April 24, 2008

(++++) FAIRY-TALE PHENOMENA

Once Upon a Marigold. By Jean Ferris. Harcourt. $17.

The Penderwicks on Gardam Street. By Jeanne Birdsall. Knopf. $15.99.

      The danger and magic of fairy tales translate at best uneasily into the modern world. Today’s writers of fairy-tale-like stories for younger readers either feel the need to set them in times gone by or find themselves using fairy-tale elements in what only seems to be a story of our everyday world.

      Of course, a really good writer can take the fairy-tale mystique and turn it inside out and every which way around. That is what Jean Ferris does in Once Upon a Marigold, which is both a sendup of fairy tales and a book that is quite true to their spirit and many of their age-old patterns. It is also a book that actually matches its marketing, which in this case consists of the cover lines, “part comedy, part love story, part everything-but-the-kitchen-sink.” Yup; that’s it exactly. It’s got a good-hearted forest troll who wants to take business away from the inept tooth fairy. It’s got a runaway little boy who comes to live with the troll and who we just know will turn out to be a prince, although we are not sure how that will be revealed. It’s got an inept king and a wicked, scheming queen and four (not the usual three) princesses: three of them safely married off and out of the queen’s way, and one considered too plain to be of interest to most eligible princes – and too interested in books, and afflicted with a strange kind of empathy/telepathy curse besides. And then there’s p-mail, the pigeon-borne missives by which the boy who doesn’t know he is a prince communicates with the princess almost no one cares about. And a blacksmith whose failed inventions now lie in pieces in the castle dungeons. And two really big dogs, and three little ones. And a ferret. But what this book has most of all is heart, and that is why – even though it does not quite end “happily ever after” – it is such a delight to read. Ferris is a whiz at creating convoluted dialogue that almost makes sense, as when Princess Marigold and the boy, Christian, are speaking, and she says, “More doesn’t mean better. Enough is as good as a feast, you know.” And Christian, thinking of his life with Ed the troll, replies, “That’s what Ed always says. Or, what he says is, too much of a good thing is as good as a feast, but that’s what he means. I think. With Ed it’s sometimes hard to know.” But the moral of the story is straightforward and, in context, absolutely right: “She said, ‘As long as we’re with each other –’ ‘We know we’re in exactly the right place,’ he replied.”

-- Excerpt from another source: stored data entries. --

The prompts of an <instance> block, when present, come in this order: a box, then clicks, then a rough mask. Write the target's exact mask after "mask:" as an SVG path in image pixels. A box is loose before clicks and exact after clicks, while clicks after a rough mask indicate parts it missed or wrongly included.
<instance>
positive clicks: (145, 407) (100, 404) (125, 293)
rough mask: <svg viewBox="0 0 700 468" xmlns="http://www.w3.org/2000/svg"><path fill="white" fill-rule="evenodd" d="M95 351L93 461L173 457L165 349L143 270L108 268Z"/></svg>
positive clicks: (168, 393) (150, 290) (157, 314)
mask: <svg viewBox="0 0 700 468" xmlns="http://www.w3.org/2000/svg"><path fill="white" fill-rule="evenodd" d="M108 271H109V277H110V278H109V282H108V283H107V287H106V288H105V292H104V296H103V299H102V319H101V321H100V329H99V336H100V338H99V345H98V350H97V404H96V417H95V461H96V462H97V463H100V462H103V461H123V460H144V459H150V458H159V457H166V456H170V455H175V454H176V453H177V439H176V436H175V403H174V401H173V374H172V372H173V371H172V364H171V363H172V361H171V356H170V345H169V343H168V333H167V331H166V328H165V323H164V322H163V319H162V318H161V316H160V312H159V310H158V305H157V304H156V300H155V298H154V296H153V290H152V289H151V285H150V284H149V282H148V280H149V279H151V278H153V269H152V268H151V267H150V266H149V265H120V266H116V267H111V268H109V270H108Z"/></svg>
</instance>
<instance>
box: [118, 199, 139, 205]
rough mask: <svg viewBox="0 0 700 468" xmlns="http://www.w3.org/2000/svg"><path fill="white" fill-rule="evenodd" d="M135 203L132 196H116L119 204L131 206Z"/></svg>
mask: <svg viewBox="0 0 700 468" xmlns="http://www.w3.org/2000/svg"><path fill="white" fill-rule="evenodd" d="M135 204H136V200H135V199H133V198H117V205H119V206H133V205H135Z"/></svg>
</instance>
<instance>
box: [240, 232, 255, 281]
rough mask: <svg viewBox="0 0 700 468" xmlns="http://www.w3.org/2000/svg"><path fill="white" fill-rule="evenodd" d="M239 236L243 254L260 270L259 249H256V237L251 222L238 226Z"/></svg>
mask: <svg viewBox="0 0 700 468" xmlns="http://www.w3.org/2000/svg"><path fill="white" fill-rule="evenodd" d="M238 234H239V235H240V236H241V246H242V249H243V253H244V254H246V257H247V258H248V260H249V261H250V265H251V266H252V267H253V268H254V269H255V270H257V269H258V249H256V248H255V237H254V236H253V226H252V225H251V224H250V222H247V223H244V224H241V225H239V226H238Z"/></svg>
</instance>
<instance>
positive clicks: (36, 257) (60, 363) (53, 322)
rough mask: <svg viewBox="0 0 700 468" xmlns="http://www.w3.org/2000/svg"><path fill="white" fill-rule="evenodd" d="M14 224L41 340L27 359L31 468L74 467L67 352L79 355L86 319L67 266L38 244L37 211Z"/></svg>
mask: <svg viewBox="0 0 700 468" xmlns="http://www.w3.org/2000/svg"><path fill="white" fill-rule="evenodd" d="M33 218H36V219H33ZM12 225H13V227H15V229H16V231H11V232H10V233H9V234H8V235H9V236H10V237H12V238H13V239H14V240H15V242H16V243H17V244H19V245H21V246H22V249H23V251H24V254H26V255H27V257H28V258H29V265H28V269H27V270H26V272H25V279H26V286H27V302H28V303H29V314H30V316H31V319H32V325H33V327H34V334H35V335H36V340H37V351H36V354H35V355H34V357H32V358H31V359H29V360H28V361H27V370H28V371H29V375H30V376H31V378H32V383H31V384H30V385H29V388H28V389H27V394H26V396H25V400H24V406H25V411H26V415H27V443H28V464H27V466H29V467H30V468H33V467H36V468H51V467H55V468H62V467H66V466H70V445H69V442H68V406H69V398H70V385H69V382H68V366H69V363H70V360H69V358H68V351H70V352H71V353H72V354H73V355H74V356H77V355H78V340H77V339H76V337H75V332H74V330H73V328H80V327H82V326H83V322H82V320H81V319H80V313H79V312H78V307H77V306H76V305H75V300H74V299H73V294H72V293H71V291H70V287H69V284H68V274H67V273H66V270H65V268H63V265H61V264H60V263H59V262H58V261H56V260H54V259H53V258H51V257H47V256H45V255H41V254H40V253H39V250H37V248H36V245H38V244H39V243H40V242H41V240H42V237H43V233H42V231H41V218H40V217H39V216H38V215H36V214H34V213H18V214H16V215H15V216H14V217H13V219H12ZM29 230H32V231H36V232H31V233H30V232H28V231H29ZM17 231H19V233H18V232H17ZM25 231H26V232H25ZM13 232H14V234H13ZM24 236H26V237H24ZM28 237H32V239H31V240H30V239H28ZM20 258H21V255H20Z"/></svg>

      The second novel about the Penderwick family strives hard for this sort of magic – within what is supposed to be the real world – but never quite attains it. The book’s title, perhaps intended to evoke memories of Mary Poppins on Cherry Tree Lane, is part of Jeanne Birdsall’s attempt to fuse old-fashioned values with the story of a modern family. Critics and readers longing for simplicity, optimism, non-ironic storytelling and heartwarming sweetness applauded Birdsall’s first Penderwicks novel when it appeared in 2005 and will surely give The Penderwicks on Gardam Street a (++++) rating as well. But the persistent innocence and rather cloying dialogue may become tiresome for some readers, and a (+++) rating is more reasonable. The Penderwicks’ world only seems modern: the oddly archaic language and old-fashioned attitudes make it more the stuff of fairy tales. This is a family in which the girls use “do or die” as an up-to-date expression; comment among themselves, “The mystifying Marianne who hated flannel will long linger in my memory”; and tell their father, “Not only have we sullied the family honor, we’ve hurt you terribly, Daddy.” In truth, nothing catastrophic occurs in the Penderwicks’ world, where spats come at this level: “When pushed – and Rosalind was definitely feeling pushed – she could glower as well as anyone, and the glowering bouncing around that afternoon was truly frightening.” In this story, the four Penderwick sisters, whose mother has been dead for four years, confront the possibility that their father will start dating again, and decide that would be disastrous; so they hatch a plan to keep him for themselves and away from any potential romantic entanglement. Things go charmingly awry, of course, and everyone learns a lesson or two, and the girls hatch a “New Save-Daddy Plan” to replace the old one that didn’t work, and everything turns out quite happily for everyone – a fairy-tale ending, to be sure.